Von WZ-Korrespondent Tobias Käufer

Politik

Nach seinem Rücktritt wegen Wahlbetrugs macht Boliviens Ex-Präsident Evo Morales der Opposition schwere Vorwürfe und spricht von Rassismus und Putsch. Dem Land droht ein Chaos.


Diese Tage werden Bolivien und wohl auch Lateinamerika nachhaltig verändern. Boliviens Ex-Präsident Evo Morales kündigte nach den Vorwürfen des Wahlbetruges seinen Rücktritt an. Zuvor hatten ihn auch Vertreter der großen Gewerkschaften von indigenen Gruppierungen zur Demission gedrängt, um damit das Land zu befrieden. Das Militär schickte eine unmissverständliche Botschaft an Morales und empfahl diesem ebenfalls einen Rücktritt.

Doch seinen Abschied von der Macht verband Morales mit schweren Vorwürfen an die konservative Opposition. Sein Herausforderer bei der umstrittenen Präsidentschaftswahl am 20. Oktober, Carlos Mesa, und der Anführer des oppositionellen Bürgerkomitees, Luis Fernando Camacho, würden als Putschisten und Rassisten in die Geschichte eingehen, twitterte er am Montag und legte damit die Strategie für die nächsten Tage fest. Seine beiden Rivalen müssten "die Verantwortung für die Pazifizierung des Landes übernehmen und die politische Stabilität und das friedliche Zusammenleben unseres Volkes garantieren", befand Morales.

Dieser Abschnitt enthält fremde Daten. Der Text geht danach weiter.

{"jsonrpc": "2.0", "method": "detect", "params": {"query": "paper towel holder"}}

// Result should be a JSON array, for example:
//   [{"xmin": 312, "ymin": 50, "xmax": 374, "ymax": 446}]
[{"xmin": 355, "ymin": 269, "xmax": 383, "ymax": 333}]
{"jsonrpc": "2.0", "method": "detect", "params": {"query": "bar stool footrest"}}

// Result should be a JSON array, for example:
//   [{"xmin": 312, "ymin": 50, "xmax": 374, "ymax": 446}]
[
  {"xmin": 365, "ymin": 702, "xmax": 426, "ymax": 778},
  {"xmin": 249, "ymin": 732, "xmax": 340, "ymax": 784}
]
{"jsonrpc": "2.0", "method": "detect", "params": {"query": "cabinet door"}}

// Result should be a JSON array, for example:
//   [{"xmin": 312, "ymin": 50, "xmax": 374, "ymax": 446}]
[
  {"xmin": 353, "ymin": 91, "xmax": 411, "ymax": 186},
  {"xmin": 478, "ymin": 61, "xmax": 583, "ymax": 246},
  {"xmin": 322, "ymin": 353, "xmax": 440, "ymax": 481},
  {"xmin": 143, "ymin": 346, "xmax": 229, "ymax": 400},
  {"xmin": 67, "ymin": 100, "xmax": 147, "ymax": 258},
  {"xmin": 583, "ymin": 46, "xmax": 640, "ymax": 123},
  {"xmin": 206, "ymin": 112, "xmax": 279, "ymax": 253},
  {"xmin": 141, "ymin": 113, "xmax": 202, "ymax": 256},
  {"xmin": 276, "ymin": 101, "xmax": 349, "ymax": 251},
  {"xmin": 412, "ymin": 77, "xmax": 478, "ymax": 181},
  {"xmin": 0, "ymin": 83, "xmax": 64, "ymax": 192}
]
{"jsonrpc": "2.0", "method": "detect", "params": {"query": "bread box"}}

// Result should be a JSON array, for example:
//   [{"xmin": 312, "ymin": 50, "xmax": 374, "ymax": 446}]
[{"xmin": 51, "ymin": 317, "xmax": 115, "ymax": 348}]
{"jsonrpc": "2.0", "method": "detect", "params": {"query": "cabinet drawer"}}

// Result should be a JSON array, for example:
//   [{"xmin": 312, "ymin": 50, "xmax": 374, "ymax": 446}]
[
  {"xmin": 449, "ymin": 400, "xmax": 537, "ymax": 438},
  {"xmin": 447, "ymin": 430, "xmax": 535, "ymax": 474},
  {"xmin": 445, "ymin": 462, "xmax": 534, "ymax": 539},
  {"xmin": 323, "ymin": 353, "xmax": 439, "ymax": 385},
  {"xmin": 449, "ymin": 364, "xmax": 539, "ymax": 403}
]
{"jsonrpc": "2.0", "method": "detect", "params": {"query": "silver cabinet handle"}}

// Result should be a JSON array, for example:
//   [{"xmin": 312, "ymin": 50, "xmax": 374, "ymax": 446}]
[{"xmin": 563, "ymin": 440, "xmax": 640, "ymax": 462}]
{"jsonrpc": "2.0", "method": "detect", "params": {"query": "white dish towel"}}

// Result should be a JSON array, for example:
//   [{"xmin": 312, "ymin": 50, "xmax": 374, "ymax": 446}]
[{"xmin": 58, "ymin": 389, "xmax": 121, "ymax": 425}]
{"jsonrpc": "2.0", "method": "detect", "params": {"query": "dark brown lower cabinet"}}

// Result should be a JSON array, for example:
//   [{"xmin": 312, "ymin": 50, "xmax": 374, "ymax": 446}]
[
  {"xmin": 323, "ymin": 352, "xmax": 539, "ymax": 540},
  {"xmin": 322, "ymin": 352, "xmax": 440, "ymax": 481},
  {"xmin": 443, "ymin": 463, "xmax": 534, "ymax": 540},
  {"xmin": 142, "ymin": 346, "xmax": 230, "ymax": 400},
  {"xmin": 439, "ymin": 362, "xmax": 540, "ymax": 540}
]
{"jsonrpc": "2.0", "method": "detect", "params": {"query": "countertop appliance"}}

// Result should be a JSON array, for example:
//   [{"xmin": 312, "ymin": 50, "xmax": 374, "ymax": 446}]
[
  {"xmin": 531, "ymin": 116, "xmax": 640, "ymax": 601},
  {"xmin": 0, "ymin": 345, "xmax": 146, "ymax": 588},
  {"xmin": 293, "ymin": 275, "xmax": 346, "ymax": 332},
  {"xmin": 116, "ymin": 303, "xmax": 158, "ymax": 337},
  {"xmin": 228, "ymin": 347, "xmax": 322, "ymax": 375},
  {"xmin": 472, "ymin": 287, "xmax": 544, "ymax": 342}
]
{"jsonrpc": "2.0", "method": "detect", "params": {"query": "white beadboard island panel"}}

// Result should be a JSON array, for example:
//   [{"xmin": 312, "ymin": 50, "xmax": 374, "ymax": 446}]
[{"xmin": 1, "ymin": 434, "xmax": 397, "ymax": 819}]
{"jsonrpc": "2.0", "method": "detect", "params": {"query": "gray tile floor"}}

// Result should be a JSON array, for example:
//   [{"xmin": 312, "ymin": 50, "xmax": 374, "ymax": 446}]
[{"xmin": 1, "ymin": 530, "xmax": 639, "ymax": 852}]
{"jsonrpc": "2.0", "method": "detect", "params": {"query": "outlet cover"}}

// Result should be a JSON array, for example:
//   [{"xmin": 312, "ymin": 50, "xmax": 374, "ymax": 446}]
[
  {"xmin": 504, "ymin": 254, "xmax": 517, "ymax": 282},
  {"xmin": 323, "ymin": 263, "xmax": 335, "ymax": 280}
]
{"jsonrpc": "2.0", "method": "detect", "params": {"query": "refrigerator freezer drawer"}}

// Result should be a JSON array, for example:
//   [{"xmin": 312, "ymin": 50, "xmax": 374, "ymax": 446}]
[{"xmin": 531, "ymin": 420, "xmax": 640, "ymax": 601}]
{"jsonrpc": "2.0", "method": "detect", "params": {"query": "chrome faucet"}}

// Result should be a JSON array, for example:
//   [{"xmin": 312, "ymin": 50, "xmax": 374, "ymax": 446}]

Allerdings waren es seine Anhänger, die in der Nacht zuvor Häuser von Oppositionellen anzündeten und schwere Verwüstungen anrichteten. Einen Appell an seine eigenen Leute, die Gewalt einzustellen, richtete Morales nicht. Genauso war es zuvor, als umgekehrt Kräfte aus dem Lager der Opposition unmittelbar vor dem Rücktritt Gewalt gegen Vertreter der Morales-Regierung ausübten und deren Häuser attackierten. Aber auch die Oppositionsvertreter schwiegen zu diesen Angriffen aus den eigenen Reihen. Mesa hatte Morales zuvor vorgeworfen, die Macht mit Hilfe massiven Wahlbetrugs behalten zu wollen. Der inzwischen zurückgetretene Präsident sei ein Betrüger. Am Montag bekräftige Mesa: "In Bolivien gab es keinen Staatsstreich, Morales ist verantwortlich für den Wahlbetrug."

Gegenseitige Vorwürfe

Nach dem Rücktritt von Morales gab es zunächst Jubel im ganzen Land. Zehntausende Menschen strömten auf die Straßen und Plätze, um zu feiern. Allerdings schlug die Stimmung in der Nacht um, als Morales Anhänger gezielte Attacken gegen Oppositionelle fuhren. Jene, die offen gefeiert hatten, hatten nun Angst um ihre persönliche Sicherheit.

Das Land steht damit vor einer tiefen Spaltung, in der auch ethnische Konflikte wieder aufzubrechen drohen. Ein großer Teil von Morales‘ Wahlbasis ist die indigene Bevölkerung, die ihn zum ersten frei gewählten indigenen Präsidenten des Landes machte und nun fürchtet, dass ihre Rechte unter einer neuen Regierung unterdrückt werden könnten. Allerdings waren es auch indigene Gruppierungen und Proteste, die Morales in den letzten Wochen massiv schwächten. Vor allem dessen Rolle bei den verheerenden Waldbränden, für die der Präsident mit einem Brandrodungsdekret mitverantwortlich war, zerstörten viel Vertrauen in der Landbevölkerung. Morales setzte in den vergangenen Jahren zudem zahlreiche Entscheidungen gegen den ausdrücklichen Willen von indigenen Gemeinden durch. Das alles führte zu einem massiven Einbruch der Zustimmung für ihn. Umgekehrt ist es die nicht-indigene Bevölkerung Boliviens, die sich in den letzten Jahren von Morales unterdrückt fühlte und ihm seinerseits Rassismus vorwarf.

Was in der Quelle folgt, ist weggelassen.